Throughout the attack the bowels are generally costive, and the appetite defective, capricious or ravenous. Febrile reaction is not necessarily an attendant upon chorea, and when it does occur, is generally the result of gastro-intestinal irritation or some accidental affection. When the disease is very violent and protracted there in general occur great emaciation, a flaccid state of the muscles. great depression of strength, paleness and discoloration of the skin, and the other indications of impaired energy of the digestive and nutritive functions.

Pain, remarks, Dr. Churchill, is seldom complained of by patients affected with chorea, and but little general distress. Out of twenty cases related by Dufossé, eight suffered from slight headache, six from palpitations, and two from a pain, increased by pressure upon the spinous processes. Richard states that most of the girls he has seen affected with the disease presented a lateral curvature of the spine, and he seems inclined to attribute the chorea to an overstretching of the nerves.

The heart is, according to Dr. Todd (Lumlean Lectures, 1849), very frequently morbidly affected in chorea; and this morbid affection shows itself, not in. any disturbance of the rhythm of the heart, which, so far as his observation extends, never is affected, but in a derangement of its sounds. A bellows sound is frequently found, and is either aortic, systolic, when it is almost always an accompaniment of the anæmic state of the patient, or, much more frequently, mitral, systolic, or regurgitant. This condition of the cardiac sounds in chorea was described by Dr. Todd in the Croonean Lectures on the pathology of rheumatism in 1843. But to Dr. Addison, of Guy's Hospital, is due the merit of having first made known the morbid condition of the sounds of the heart in this disease.

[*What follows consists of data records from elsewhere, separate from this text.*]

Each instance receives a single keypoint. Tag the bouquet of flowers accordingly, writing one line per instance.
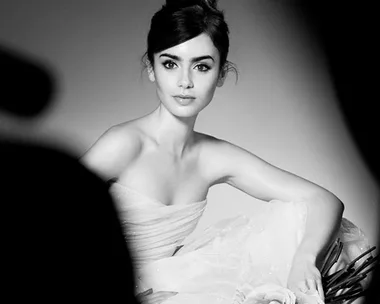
(347, 283)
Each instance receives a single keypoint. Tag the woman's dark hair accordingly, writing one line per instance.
(181, 20)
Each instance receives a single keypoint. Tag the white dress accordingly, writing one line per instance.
(239, 260)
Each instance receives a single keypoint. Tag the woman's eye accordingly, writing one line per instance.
(202, 67)
(169, 65)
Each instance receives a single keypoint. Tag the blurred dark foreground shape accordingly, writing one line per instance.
(61, 239)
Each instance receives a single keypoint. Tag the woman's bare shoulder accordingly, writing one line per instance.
(114, 149)
(210, 143)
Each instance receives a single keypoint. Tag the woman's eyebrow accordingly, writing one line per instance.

Epilepsy and hemiplegia are not uncommon results of chorea. In many of the cases that have fallen under our notice the patients have died from tubercular meningitis-the lungs and serous tissues of the thorax and abdomen exhibiting, also, tubercular depositions.

According to Dr. Todd, the choreic convulsion is frequently suc ceeded by a paralytic state of the limbs previously convulsed; the paralysis is seldom complete, although considerable. When the choreic convulsion has affected one side, the paralysis will likewise affect the same side; it will be hemiplegic, and will resemble very closely hemiplegia from diseased brain, for which it is very apt to be mistaken by those not aware of the fact. We have occasionally met with this paralytic state as a consequence of violent attacks of chorea, but have not found it so common a sequel of the disease as stated by Dr. Todd.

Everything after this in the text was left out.